Время Чехова было уже началом русского ренессанса. Чехов чрезвычайно заботился о безупречности формы, о художественности своих творений – и это до крайности раздражало «критиков» из лагеря «светлых личностей». Но этого мало. Чехов затронул такие темы, которые, несмотря на веяние ренессанса в его эпоху, считались все же «запретными». Например, в повести «Рассказ неизвестного человека», где изображена гибель человеческой души, один из важнейших мотивов заключается в том, что подпольным революционером, принадлежащим к разряду так называемых «борцов», «овладевает раздражающая жажда обыкновенной обывательской жизни». Здесь поставлен в очень осторожной, но вполне отчетливой форме тяжелый и страшный вопрос, раньше уже поставленный и решенный Достоевским в «Бесах». Это – вопрос о расчеловечении революционеров (позитивистов, материалистов и атеистов) и о превращении их в лишенных пола и вдохновения «старых чертей» (несмотря на молодые годы), в которых умерло все человеческое и от которых отнято все, кроме жажды всеобщего опустошения, порабощения, опошления и убийства всех, кто не похож на героев из «Что делать?» Чернышевского.
Итак, в «Рассказе неизвестного человека» вопрос поставлен так: хотя «обыватель» в общем «несчастен, и жалок, и нищ, и слеп, и наг» (Откр. 3, 17), все же он хотя и «дробь», но «человеческая дробь»; а значит, и его радости и страдания, хотя и ничтожны, но «человечески ничтожны». Отсюда вывод: революционер-позитивист, материалист, атеист – ниже обывателя, до которого ему еще надо дорасти.

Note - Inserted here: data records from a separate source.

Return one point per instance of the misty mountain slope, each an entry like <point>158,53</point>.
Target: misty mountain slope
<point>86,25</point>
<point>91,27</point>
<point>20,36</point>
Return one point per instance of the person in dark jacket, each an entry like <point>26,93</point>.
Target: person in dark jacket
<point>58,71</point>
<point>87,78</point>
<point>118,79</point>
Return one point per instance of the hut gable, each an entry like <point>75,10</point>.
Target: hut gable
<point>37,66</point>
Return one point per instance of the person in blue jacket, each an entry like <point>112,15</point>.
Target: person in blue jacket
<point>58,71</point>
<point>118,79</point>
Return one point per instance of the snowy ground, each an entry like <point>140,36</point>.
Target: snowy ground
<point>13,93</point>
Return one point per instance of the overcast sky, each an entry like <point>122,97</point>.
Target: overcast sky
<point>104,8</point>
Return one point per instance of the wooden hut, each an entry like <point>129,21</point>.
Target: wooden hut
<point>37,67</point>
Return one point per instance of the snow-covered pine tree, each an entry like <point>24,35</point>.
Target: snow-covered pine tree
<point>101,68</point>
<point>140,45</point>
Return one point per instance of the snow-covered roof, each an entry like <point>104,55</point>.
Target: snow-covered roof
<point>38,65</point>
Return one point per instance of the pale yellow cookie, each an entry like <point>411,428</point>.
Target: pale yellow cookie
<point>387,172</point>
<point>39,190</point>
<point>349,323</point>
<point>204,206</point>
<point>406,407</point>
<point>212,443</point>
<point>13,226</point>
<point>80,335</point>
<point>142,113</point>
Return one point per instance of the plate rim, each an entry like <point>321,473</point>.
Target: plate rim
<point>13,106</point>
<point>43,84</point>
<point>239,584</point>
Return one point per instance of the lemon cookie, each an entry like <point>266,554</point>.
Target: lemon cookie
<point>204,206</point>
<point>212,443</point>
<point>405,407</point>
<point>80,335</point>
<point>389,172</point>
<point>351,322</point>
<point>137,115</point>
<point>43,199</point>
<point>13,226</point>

Повторяем: здесь имеется в виду тот революционер, который стремится огнем и мечом насаждать атеизм, материализм (или позитивизм, что то же самое), лишить человека всех его подлинно творческих перспектив, вывести из мира красоту, убив человеческую личность и ее свободу в муравейнике двуногих, в безликом коллективе.
От этого с ужасом отшатнулся революционер в «Рассказе неизвестного человека». И это было одним из веяний теплого и ароматного ветра русской весны, русского ренессанса – после холодной и долгой жестокой «красной зимы» – идеологического террора «светлых личностей».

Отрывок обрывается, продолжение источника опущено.